Pour une Constituante Valdôtaine

Alessia


Quella di ieri è stata una giornata importante. Ed è andata bene!
Una data storica in un luogo simbolo. Il 10 gennaio 1946 si riuniva il primo Consiglio Valle d’Aosta. Cogne, paese liberato dai partigiani, simbolo della lotta per la libertà.
Ieri 10 gennaio 2015 a Cogne si è fatta politica. Il mondo politico valdostano era pressoché presente al completo e si è ragionato su come si può oggi rilanciare la nostra Autonomia attraverso un percorso organico e serio di riforma da sottoporre e condividere con le Istituzioni e soprattutto con la comunità valdostana.
Quella comunità valdostana che ha partecipato attivamente alla mattinata di ieri: giovani, intellettuali, storici, rappresentanze sindacali, la società civile e ovviamente (e per fortuna) gli addetti ai lavori.
Una serie di interventi con oratori di eccellenza che con i loro contributi hanno lavorato sui due volets dei diritti e delle responsabilità, Etienne Andrione, Mauro Caniggia, Diego Joyseusaz, Giuliano Morelli, Liliana Bertolo, Luciano Saraillon, Massimo Tringali, il senatore Cesare Dujany e gli ospiti Franco Jacop Presidente del Consiglio regionale del Friuli-Venezia Giulia, coordinatore delle Assemblee delle Speciali e Lorenzo Baratter capogruppo del PATT del Trentino Alto Adige. È poi seguito un ampio dibattito libero e intenso nelle suggestioni e riflessioni.
Questo primo appuntamento è servito anche per spiegare che non vi era dietro all’idea lanciata da UVP alcuna volontà di speculazione politica e per valutare insieme il proseguirsi dell’iniziativa. Questa è una grande occasione per lavorare in maniera concreta e nel rispetto del pluralismo e di tutte le sensibilità presenti in Valle sul futuro della nostra autonomia, per fare anche una sana autocritica e soprattutto per le forze politiche e’ un’opportunità per non sottrarsi al compito di proporre idee e di guidare la comunità in un percorso che la veda nuovamente protagonista sul tema dell’autonomia.

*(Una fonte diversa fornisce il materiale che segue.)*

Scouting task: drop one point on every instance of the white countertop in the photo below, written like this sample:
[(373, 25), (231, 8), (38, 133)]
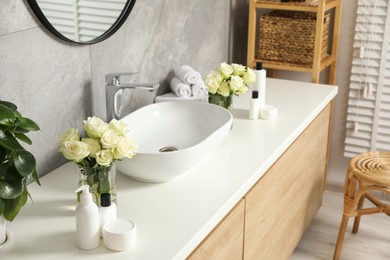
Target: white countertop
[(173, 217)]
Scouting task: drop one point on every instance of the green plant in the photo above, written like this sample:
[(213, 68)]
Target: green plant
[(17, 165)]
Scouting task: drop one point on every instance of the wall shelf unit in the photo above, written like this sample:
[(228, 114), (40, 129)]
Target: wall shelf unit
[(320, 7)]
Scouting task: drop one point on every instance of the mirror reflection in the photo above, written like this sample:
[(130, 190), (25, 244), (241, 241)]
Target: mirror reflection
[(83, 21)]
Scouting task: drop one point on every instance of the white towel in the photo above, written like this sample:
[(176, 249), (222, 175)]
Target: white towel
[(199, 89), (187, 75), (172, 97), (181, 90)]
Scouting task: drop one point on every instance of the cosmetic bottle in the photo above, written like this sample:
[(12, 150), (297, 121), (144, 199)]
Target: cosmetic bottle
[(87, 221), (254, 105), (107, 210), (260, 84)]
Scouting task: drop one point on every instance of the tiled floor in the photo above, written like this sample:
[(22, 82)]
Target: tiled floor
[(372, 242)]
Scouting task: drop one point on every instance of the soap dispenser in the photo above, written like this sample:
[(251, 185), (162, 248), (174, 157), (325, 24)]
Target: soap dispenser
[(260, 82), (107, 210), (87, 221)]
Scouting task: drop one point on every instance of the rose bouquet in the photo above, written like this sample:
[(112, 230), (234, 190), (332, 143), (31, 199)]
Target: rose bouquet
[(96, 153), (226, 80)]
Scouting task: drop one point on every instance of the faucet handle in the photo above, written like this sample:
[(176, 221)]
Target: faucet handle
[(114, 78)]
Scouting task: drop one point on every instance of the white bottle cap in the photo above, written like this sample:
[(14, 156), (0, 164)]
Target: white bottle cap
[(85, 197)]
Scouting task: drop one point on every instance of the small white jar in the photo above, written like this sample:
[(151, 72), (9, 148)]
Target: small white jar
[(120, 234)]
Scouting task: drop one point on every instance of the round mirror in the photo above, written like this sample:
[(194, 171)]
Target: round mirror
[(82, 21)]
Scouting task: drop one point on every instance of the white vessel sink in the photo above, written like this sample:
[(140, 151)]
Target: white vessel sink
[(172, 138)]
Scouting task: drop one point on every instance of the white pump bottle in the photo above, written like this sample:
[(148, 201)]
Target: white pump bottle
[(87, 221)]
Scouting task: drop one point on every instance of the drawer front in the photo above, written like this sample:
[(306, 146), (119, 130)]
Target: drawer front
[(282, 204)]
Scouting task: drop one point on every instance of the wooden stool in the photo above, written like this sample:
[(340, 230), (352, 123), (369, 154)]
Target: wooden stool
[(366, 172)]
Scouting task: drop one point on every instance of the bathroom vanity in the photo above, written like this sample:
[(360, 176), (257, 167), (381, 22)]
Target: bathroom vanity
[(252, 198)]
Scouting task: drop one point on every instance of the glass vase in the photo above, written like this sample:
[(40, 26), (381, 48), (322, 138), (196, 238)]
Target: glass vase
[(226, 102), (3, 233), (101, 180)]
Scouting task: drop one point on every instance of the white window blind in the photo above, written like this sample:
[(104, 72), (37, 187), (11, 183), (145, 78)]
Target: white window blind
[(368, 116), (81, 20)]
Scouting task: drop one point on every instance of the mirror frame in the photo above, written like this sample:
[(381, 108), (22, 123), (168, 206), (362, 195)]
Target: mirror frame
[(118, 23)]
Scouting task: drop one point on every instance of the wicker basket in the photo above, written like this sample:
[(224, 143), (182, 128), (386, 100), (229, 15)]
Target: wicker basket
[(289, 37)]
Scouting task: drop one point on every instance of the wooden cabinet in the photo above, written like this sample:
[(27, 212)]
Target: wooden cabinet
[(226, 241), (320, 8), (282, 204), (270, 220)]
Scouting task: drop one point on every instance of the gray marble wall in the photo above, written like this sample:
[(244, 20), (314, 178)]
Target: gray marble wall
[(58, 84)]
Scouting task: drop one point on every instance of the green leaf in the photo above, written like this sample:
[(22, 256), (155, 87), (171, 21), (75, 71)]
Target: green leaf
[(24, 138), (18, 129), (2, 205), (36, 177), (13, 206), (28, 124), (11, 182), (24, 162), (9, 141), (7, 116), (3, 153)]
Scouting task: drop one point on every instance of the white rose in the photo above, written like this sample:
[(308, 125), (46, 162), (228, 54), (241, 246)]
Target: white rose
[(238, 69), (126, 148), (70, 135), (109, 139), (224, 89), (119, 127), (236, 83), (249, 76), (93, 145), (104, 157), (225, 69), (74, 150), (95, 127)]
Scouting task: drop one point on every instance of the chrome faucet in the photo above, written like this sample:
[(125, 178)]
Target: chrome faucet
[(114, 90)]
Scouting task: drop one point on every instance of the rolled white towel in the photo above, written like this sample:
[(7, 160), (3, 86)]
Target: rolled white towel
[(179, 88), (172, 97), (199, 89), (187, 75)]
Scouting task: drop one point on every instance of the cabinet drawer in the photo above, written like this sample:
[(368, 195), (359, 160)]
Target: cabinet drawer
[(282, 204)]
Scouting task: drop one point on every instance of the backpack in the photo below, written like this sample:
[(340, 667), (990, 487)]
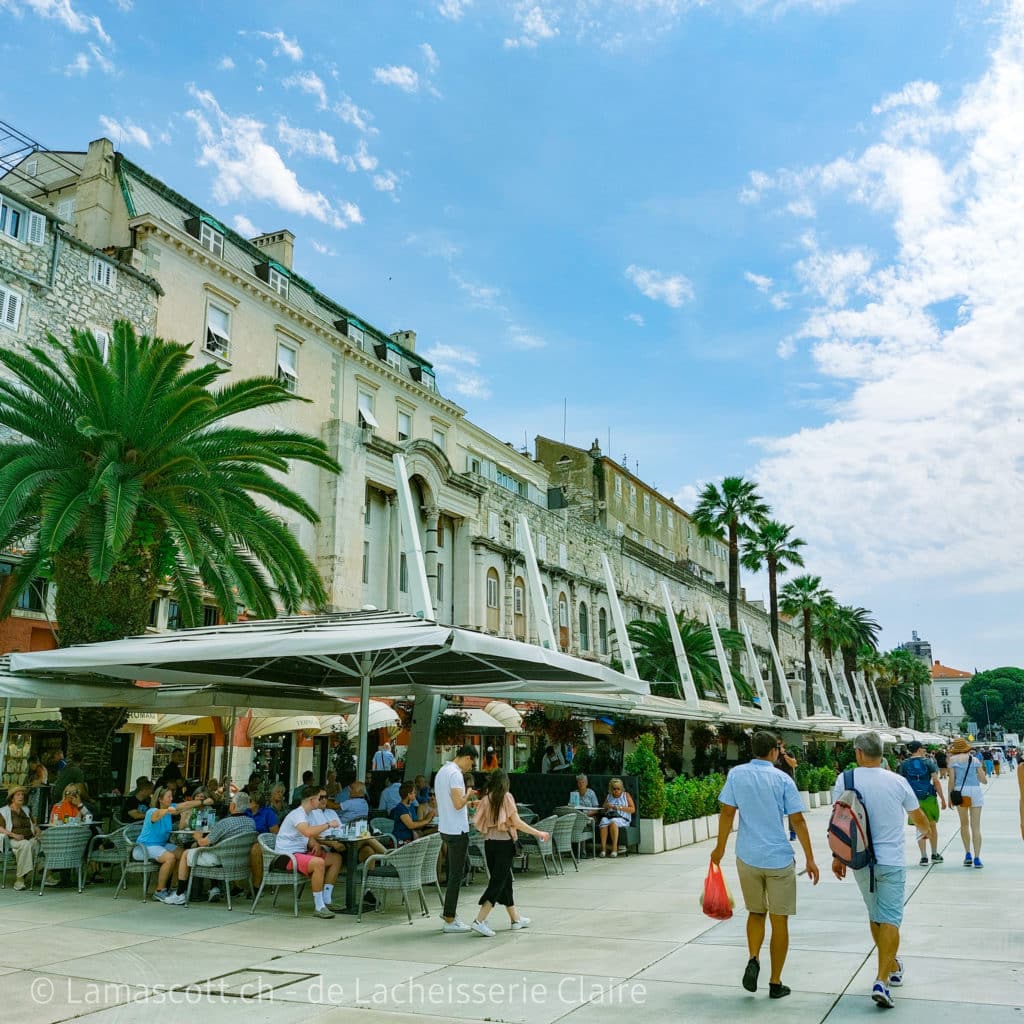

Questo e’ il momento dell’entusiasmo per mettersi subito al lavoro che si concretizzerà entro il prossimo mese.
Chi vuole lavorare ha infatti trovato il posto giusto. Sia per chi si è già iscritto formalmente alla Costituente, sia per coloro che ieri si sono detti interessati ad esserci.
Nascerà formalmente nelle prossime settimane un Comitato promotore che in una logica pluralistica e aperta studierà un percorso per giungere a una proposta entro la data simbolo del 26 febbraio, quando nel 1948 lo Statuto d’autonomia venne votato dalla Costituente.